We don’t have to see our predicament in a Biblical light, though in the past this has lent a certain grandeur to such occasions as Edmund Burke’s denunciation of the British administration in India, Abraham Lincoln’s Second Inaugural and Martin Luther King’s Letter from a Birmingham Jail. We don’t need theology or metaphysics to understand the enduring legacy of slavery or colonial brutality. We know the social dynamics.

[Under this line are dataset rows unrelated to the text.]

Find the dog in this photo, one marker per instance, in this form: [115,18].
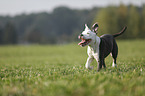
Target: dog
[99,47]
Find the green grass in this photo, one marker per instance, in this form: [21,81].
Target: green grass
[58,70]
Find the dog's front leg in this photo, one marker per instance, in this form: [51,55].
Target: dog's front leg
[89,60]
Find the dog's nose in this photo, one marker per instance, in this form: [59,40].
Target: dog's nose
[80,36]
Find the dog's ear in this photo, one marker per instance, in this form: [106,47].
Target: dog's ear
[86,27]
[95,27]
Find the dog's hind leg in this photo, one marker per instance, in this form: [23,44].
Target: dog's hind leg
[89,61]
[114,54]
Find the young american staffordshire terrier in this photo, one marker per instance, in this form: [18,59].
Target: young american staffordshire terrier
[99,47]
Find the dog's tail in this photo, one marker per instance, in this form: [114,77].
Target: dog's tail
[122,31]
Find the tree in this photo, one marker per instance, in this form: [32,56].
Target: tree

In the United States, for example, slavery and segregation were, for a whole people, forms of legislated hopelessness. These arrangements (and the violence and terror that supported them) were designed to keep blacks ‘in their place’, to defeat any attempt by slaves or their descendants to make something of themselves. What does this do to a people over six or seven generations in a competitive society like the US, where hope and opportunity are transmitted through families, and where the normal mechanism of social mobility is for people to work, save and generate hope out of nothing, not for their own prosperity but for the imagined future of their children and grand-children? When the legal barriers are lifted and the violence suppressed, some sort of hope may return, opportunities may open up, and after a generation or two there may be some success stories. But the situation is not as it was before the injustice or as it would have been had the injustice never been perpetrated. It is fatuous to think that hope, and the inter-generational connections that nourish hope, can survive such injustice unscathed and reappear magically to vindicate the good intentions of those whose ancestors did their best to destroy it.
In 1997, Patricia Williams, a colleague of mine at Columbia Law School, was invited to deliver the Reith Lectures. Before she gave them, she was targeted by sections of the British media as ‘a militant black feminist who thinks all whites are racist’ (Daily Mail). It was said that her selection as Reith lecturer was an obeisance to political correctness and that the style of her writing embodied all that was bad about the narcissistic confessional culture of the United States.
Patricia Williams does write in a narrative mode, in part first-person reflections, in part recollections of the impact of race on her own experience and on the lives of her friends and children. And one or two of the stories she tells seem laboured – like the story of her son having to be taken to an ophthalmologist because when asked what colour grass was, he kept saying (true to the assurances he had received from his scrupulous kindergarten teachers): ‘It doesn’t matter. It makes no difference.’ Many of the stories, however, are much more subtle, like the best parables, leaving the reader to ponder their significance.